Quand Joseph le vit pour la première fois dans ce café où il lui avait donné rendez-vous, il fut saisi par ces fagots de cernes épaisses qui alourdissaient son regard. Monsieur Rapeaux donnait une impression d'indicible souffrance, de tristesse crépusculaire. Son visage entier portait la marque d'une vie douloureuse. Son dos voûté de grand échalas évoquait l'abattement et la résignation. Il y avait quelque chose de misérable chez cet homme, qui vous sautait à la figure au premier coup d'oeil. Pourtant, sa voix démentait tout à fait cette impression générale. Vive, rieuse, elle coulait de ses lèvres comme un ruisseau juvénile et emportait l'adhésion. Ce hiatus entre ce corps usé et cette parole enjouée caractérisait Monsieur Rapeaux, lui donnait du charme, une sorte d'aura, dont on se trouvait imprégné après l'avoir quitté, ce qui faisait qu'il manquait aux gens, qu'ils voulaient le revoir. En d'autres termes, il provoquait le désir des personnes qu'il croisait.
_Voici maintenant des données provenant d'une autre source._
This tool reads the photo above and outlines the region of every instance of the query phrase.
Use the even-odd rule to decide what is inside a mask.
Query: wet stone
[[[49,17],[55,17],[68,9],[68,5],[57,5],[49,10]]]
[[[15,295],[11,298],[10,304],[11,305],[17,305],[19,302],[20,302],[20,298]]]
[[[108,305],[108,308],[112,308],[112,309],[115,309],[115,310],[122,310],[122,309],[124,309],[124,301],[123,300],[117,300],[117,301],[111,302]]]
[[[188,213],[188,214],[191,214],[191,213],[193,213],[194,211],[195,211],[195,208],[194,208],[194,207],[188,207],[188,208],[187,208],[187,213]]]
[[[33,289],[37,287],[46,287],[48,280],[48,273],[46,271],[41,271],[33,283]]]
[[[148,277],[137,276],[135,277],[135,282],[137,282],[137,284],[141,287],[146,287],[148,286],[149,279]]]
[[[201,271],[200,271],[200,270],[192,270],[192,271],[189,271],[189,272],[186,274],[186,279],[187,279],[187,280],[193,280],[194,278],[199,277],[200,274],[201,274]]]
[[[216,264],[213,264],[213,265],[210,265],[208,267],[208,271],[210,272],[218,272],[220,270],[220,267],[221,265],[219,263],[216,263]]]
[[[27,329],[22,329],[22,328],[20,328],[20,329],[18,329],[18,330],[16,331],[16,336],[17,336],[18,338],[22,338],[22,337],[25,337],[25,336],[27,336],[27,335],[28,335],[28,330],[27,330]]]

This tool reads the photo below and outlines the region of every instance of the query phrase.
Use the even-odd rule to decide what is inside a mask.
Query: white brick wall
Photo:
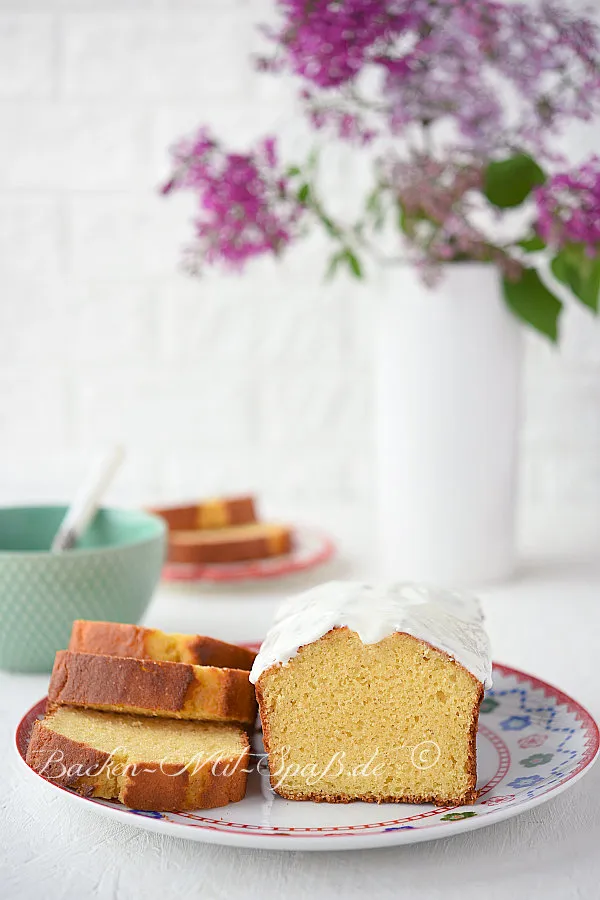
[[[322,280],[312,241],[243,278],[177,270],[186,198],[156,187],[201,121],[243,146],[307,145],[290,89],[253,73],[269,0],[0,0],[0,503],[72,493],[127,443],[113,497],[371,495],[373,288]],[[101,11],[99,11],[101,10]],[[573,132],[578,152],[597,130]],[[338,169],[343,200],[353,163]],[[527,541],[600,536],[600,327],[528,341]]]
Autant dire que sa présence se révélait précieuse dans un pavillon de cancéreux. 
Ils commandèrent un café. Joseph commença de s'expliquer: - Je vous ai contacté parce que, comme je vous le disais au téléphone, j'étais le psychanalyste de Boris Steiner...
Le visage de Monsieur Rapeaux se contracta aussitôt. 
- Vous êtes au courant? demanda Joseph.
- De quoi?
- Qu'il est mort...
- Non! Je ne savais pas... Il posa la paume de sa main sur sa bouche, comme pour museler l'expression d'un sentiment. Un effroi glaça son regard un instant.
- Il s'est suicidé...
- Comment?
- Il s'est jeté du haut de la cage d'escalier de son immeuble.
- Comme Primo-Levi. 
- Je ne sais pas... Monsieur Steiner m'a écrit peu de temps avant de se tuer. Ce n'était pas une lettre d'adieu. Voyez plutôt. Il lui tendit la lettre. Il parle de vous, d'une vérité que vous deviez lui apprendre...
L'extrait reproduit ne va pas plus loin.